Supplementary Material for: Trends in accuracy and appropriateness of alopecia areata information obtained from a popular online large language model, ChatGPT
datasetposted on 2023-09-18, 08:18 authored by O'Hagan R., Kim R.H., Abittan B.J., Caldas S., Ungar, Ungar B.
Patients with alopecia areata (AA) may access a wide range of sources for information about AA, including the recently developed ChatGPT. Assessing the quality of health information provided by these sources is crucial, as patients are utilizing them in increasing numbers. This study aimed to evaluate appropriateness and accuracy of responses to common patient questions about AA generated by ChatGPT. Responses generated by ChatGPT 3.5 and ChatGPT 4.0 to 25 questions addressing common patient concerns were assessed by multiple attending dermatologists in an academic center for appropriateness and accuracy.
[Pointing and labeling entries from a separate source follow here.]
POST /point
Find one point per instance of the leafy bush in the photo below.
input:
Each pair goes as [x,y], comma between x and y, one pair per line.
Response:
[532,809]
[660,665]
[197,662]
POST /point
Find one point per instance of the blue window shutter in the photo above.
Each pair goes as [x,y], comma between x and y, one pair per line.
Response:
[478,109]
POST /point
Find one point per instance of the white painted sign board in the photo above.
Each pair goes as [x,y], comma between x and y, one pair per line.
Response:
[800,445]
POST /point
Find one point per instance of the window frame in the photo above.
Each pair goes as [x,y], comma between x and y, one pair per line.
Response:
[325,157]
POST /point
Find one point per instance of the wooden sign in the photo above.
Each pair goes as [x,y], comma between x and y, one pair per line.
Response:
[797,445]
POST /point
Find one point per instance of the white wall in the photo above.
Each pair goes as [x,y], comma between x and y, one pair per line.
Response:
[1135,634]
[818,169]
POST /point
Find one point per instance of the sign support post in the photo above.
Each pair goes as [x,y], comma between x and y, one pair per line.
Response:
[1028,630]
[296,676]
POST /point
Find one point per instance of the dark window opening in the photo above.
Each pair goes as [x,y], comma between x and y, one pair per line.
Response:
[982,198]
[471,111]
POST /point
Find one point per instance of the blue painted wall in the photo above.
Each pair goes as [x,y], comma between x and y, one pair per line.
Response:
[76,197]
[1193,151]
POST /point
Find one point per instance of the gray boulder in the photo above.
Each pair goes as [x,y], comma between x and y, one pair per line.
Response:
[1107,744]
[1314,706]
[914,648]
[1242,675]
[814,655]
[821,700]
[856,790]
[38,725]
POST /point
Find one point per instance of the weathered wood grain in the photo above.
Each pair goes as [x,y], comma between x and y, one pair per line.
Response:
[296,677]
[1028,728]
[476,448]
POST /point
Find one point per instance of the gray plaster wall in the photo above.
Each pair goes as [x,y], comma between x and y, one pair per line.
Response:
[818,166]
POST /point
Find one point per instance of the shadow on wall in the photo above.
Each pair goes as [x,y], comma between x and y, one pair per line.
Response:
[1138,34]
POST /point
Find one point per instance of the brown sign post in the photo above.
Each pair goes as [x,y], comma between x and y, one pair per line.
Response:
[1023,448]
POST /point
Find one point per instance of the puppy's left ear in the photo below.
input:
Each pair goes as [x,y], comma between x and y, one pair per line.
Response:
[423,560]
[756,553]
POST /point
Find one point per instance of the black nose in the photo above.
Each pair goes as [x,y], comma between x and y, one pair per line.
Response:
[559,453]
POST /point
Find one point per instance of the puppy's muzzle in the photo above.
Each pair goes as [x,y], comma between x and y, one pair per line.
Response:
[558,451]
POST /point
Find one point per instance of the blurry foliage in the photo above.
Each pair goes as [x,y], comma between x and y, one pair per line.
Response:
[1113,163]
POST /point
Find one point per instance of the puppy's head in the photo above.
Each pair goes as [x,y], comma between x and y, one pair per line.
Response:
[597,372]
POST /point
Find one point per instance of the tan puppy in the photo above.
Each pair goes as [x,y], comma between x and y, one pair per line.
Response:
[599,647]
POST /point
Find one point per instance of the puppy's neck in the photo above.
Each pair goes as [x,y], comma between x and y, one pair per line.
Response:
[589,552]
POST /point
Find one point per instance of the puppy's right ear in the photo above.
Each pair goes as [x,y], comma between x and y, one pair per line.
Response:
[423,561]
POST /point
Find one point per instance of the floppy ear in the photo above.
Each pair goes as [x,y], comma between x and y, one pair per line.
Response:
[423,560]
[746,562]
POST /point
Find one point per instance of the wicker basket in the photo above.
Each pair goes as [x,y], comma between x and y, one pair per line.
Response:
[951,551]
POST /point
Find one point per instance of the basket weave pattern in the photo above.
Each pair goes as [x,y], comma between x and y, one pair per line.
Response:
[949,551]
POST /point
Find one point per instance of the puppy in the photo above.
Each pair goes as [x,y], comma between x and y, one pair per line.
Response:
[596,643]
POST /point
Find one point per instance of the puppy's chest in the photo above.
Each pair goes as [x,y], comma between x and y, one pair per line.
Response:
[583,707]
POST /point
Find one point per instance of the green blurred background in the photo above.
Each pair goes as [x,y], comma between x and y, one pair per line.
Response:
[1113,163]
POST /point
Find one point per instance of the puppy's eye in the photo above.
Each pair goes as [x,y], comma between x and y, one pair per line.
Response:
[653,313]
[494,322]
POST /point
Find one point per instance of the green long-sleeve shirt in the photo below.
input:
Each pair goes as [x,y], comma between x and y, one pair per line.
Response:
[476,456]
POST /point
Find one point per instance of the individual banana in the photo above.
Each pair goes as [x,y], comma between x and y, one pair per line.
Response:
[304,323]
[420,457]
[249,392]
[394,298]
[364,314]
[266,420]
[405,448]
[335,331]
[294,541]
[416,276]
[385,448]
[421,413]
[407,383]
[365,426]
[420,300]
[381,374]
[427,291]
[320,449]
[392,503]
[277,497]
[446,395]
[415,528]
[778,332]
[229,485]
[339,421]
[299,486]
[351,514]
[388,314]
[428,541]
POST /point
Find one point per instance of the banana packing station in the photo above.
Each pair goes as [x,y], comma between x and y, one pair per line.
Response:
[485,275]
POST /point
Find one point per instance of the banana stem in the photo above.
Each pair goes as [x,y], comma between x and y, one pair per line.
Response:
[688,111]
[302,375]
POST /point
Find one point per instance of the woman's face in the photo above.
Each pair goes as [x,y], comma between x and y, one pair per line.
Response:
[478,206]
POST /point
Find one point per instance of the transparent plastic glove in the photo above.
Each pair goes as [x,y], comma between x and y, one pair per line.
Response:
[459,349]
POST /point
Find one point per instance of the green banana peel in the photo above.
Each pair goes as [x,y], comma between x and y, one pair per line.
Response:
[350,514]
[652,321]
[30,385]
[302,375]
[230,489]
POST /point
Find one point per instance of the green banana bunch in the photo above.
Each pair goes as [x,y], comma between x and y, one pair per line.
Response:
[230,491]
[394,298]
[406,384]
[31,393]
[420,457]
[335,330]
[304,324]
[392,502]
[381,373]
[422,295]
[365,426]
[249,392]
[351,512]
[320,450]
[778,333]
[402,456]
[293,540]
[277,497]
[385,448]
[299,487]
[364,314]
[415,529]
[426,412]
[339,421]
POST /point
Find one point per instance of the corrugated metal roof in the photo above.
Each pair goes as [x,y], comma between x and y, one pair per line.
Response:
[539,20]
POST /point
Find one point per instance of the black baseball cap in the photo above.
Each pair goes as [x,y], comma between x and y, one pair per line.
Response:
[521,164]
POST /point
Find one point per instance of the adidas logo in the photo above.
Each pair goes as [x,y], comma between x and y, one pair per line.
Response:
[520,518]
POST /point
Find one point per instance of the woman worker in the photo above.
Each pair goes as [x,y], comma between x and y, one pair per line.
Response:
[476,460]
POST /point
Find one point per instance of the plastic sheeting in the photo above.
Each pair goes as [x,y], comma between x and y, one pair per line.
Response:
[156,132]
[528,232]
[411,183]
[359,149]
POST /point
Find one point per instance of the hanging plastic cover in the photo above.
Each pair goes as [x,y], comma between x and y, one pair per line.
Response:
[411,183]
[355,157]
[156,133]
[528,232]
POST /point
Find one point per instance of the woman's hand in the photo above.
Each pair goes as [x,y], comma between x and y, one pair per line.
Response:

Appropriateness of responses by both models for use in two hypothetical contexts: 1) for patient-facing general information websites, and 2) for electronic health record (EHR) message drafts were measured. This study found the accuracy across all responses was 4.41 out of 5. Accuracy scores of responses ChatGPT 3.5 responses had a mean of 4.29, whereas those generated by ChatGPT 4.0 had mean accuracy score of 4.53. Assessments ranged from 100% of responses rated as appropriate for the general question category to 79% questions about management for an EHR message draft. Raters largely preferred responses generated by ChatGPT 4.0 vs. ChatGPT 3.5. Reviewer agreement was found to be moderate across all questions, with a 53.7% agreement and Fleiss’ κ co-efficient of 0.522 (p-value < 0.001). The large language model ChatGPT outputted mostly appropriate information for common patient concerns. While not all responses were accurate, the trend toward improvement with newer iterations suggests potential future utility for patients and dermatologists.